The effects of compulsory heterosexuality vary from people to people, but it can reach a level in which a person will use a defense mechanism called “repression”, that “ensures that what is unacceptable to the conscious mind, and would if recalled arouse anxiety, is prevented from entering into it”. So, what Tim did was repress his desire for men. He excluded it from his consciousness and subdued it in his subconscious. It was apparent that he liked men, but he didn’t notice it until the lightbulb moment with Bernard. When we think about Tim, the first thing that comes to mind is his intellectual ability. What we rarely notice is how emotional he actually is. The fact that he has the tendency to bottle up his feelings and focus on the outside masks that and is a trait totally compatible with repression. Not surprisingly, Superboy is an element that makes him lose control and act emotionally, even against reason, because his feelings get so intense his defense mechanism fails.
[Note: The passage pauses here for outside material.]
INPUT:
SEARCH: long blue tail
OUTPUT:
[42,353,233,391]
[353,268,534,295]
In a way, Tim, as a fictional character, acts exactly like the story behind his creation. He was created to please. Warner Bros. ordered Denny O’Neil, then Batman editor, to create a new Robin, even though Jason Todd had just died. Tim was developed to please both the fans that voted for Jason to die and those who voted for him to live. A worthy Robin, not fueled by rage or revenge, but for the desire to do what is right. He was designed to be respected and to sympathize with. The focus of his creation was always what other people needed of him. Marv Wolfman created that commitment to please others and it seems that each new writer Tim had, knowingly or unknowingly, took on that commitment, cementing in Tim’s personality the tendency to focus on other people’s needs and neglect his own. Gradually the art became alive and each new writer was consciously or unconsciously guided to add a new element of queerness, until it became unmistakably obvious in Geoff Johns’ and Scott Lobdell’s Teen Titans runs.
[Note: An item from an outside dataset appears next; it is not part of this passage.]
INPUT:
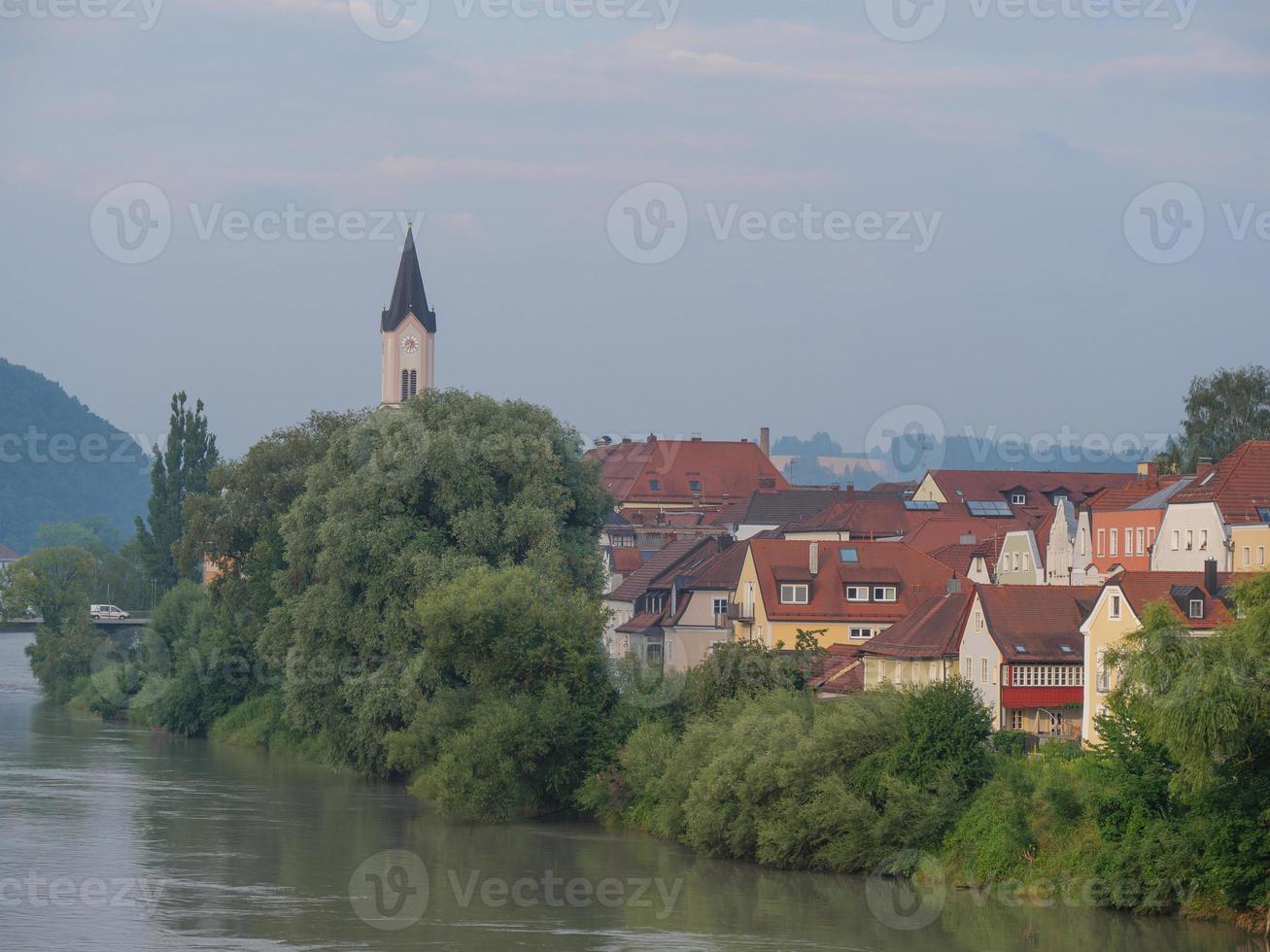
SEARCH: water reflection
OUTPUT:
[0,634,1241,952]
If you follow Tim’s publishing history, you will see that he started as an emotional teen, already focused on what Batman needed, becoming more emotionally detached after his mother died and his father went into a coma.
Little by little, he became more stoic, pragmatic and cerebral, in a way similar to Batman, but in another, just the opposite. While Batman becomes grim and closed off from people, focusing on his grief, Tim becomes closed off from himself, focusing on other people. Similar defense mechanism, but with opposite directions.
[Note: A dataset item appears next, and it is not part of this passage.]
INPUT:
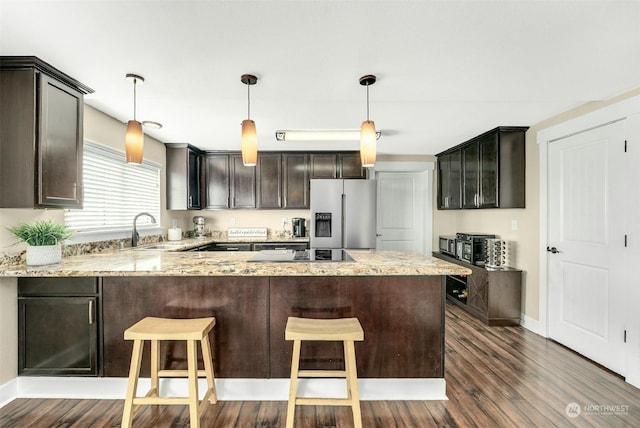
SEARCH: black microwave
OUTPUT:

When Bruce Wayne supposedly died in 2008, Tim tried to emulate Batman’s defense mechanism, so he would be more like him, but it was a struggle that didn’t last.
It is totally understandable why Meghan Fitzmartin saw in all of this a potential for developing the character. Looking back at where he’s been, there was a shadow in his mind that could totally use a “lightbulb moment”.
For the first time in his life, Tim has grasped what he wanted and not what people needed. Tim has finally started his journey of self-realization and we will be here to watch this Robin fly.